© Aydın Şafak

Çerçioğlu yönetim anlayışının “Susurluk Kazası”… AK Parti’nin imtihanı…

Artık lafı dolandırmaya gerek yok. Aydın’da yaşananlar bir “talihsiz trafik kazası” değildir. Aydın’da yaşanan, siyasi güçle hukukun ezilmesi, kamu vicdanının ise alenen test edilmesidir. Bu işin merkezinde Özlem Çerçioğlu anlayışı vardır.

İki hafta önce asaleten genel sekreter yardımcılığına getirilen Muttalip Özsemerci’nin, gece iki sularında karıştığı ve yaralamalı olduğu iddia edilen trafik kazası, Çerçioğlu belediyeciliğinin fotoğrafıdır.

Araç ters dönmüş, içerisi kan gölü, yaralılar var; fakat ortada net bir sürücü yok. Sonradan gelen bir şoför “ben sürüyordum” diyor, polis memuru bunu hayatın olağan akışına aykırı buluyor. Daha da vahimi, “AK Partiliyiz, işlem yapamazsınız” denildiği iddiası Aydın sokaklarında konuşuluyor.

Burada duralım. Eğer bu söz söylendiyse -ki yalanlayan tek bir resmî açıklama yok- bu, siyasi nüfuz kullanarak adli süreci etkileme teşebbüsüdür. Bunun adı kazadan kaçmak değil, devletten kaçmaktır.

Özlem Çerçioğlu’nun Siyasi Sicili

Özlem Çerçioğlu’nun yönettiği Aydın Büyükşehir Belediyesi’nde hukuk uzun süredir istisnadır. Zimmet, sahtecilik, görevi kötüye kullanma, rüşvet iddiaları… Hepsi var. Ama sonuç yok. Çünkü bu iddiaların muhatapları Çerçioğlu’nun “yapılanması” içindedir. Kim kime hesap soracak?

ASKİ Genel Müdürü iki ayrı dosyada, ikisi de bir yılın üzerinde olmak üzere “görevi kötüye kullanma” cezası alıyor.

Normal bir hukuk devletinde ne olur?

İdari soruşturma açılır, görevden el çektirilir.

Aydın’da ne oluyor?

Görevde tutuluyor, ardından asaleti veriliyor.

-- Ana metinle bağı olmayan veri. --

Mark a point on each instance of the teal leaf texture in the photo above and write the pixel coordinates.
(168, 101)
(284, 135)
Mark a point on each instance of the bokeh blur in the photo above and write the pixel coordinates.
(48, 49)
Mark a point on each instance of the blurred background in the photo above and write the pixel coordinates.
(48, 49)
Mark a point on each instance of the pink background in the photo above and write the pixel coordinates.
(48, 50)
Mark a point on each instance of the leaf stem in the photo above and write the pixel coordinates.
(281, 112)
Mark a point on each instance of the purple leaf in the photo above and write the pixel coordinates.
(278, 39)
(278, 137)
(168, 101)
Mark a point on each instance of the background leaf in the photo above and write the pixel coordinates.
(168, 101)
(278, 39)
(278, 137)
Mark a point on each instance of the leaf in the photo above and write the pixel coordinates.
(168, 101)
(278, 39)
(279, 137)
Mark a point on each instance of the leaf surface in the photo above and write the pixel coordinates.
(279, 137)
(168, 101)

Bu karar kimin isteğiyle oluyor?

Özlem Çerçioğlu’nun.

Genel Sekreter Ertuğrul Yamen, evrakta sahtecilik ve zimmet suçlamalarıyla yargılanıyor, suçu itiraf ediyor. Yıllarca dosya kapalı tutuluyor. Açığa alınması gerekirken taltif ediliyor. Bunun da siyasi sorumlusu bellidir: Özlem Çerçioğlu.

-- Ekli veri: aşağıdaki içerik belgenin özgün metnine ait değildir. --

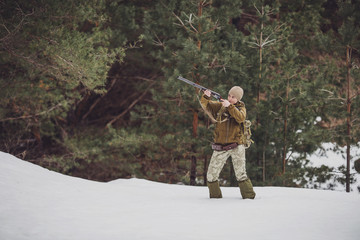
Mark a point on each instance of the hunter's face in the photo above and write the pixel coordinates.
(232, 99)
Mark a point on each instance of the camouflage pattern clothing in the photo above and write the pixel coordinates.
(219, 159)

Bu tablo tesadüf değildir. Bu tablo bir yönetim anlayışıdır.

Bir caddeye sekiz kere asfalt döküldü diye para alınıyor, ancak bir kere bile dökülmüyorsa bunu soracak kişi Özlem Çerçioğlu’dur. Siyasi anlamda muhalefet, adli olarak savcılık; ama Aydınlı adalete hasret. Herkes susuyor.

İddialar orta yerde duruyor.

Aylardır soruyoruz: Özlem Başkan, şu ASKİ müdürüne sor bakalım, 1 milyon nüfuslu Aydın nasıl olur da 5 milyonluk İzmir’den fazla klor kullanır? Ve neden hep aynı firmadan alınır? Genel Müdürüne sor. Kamuoyuna da açıkla, fena mı olur?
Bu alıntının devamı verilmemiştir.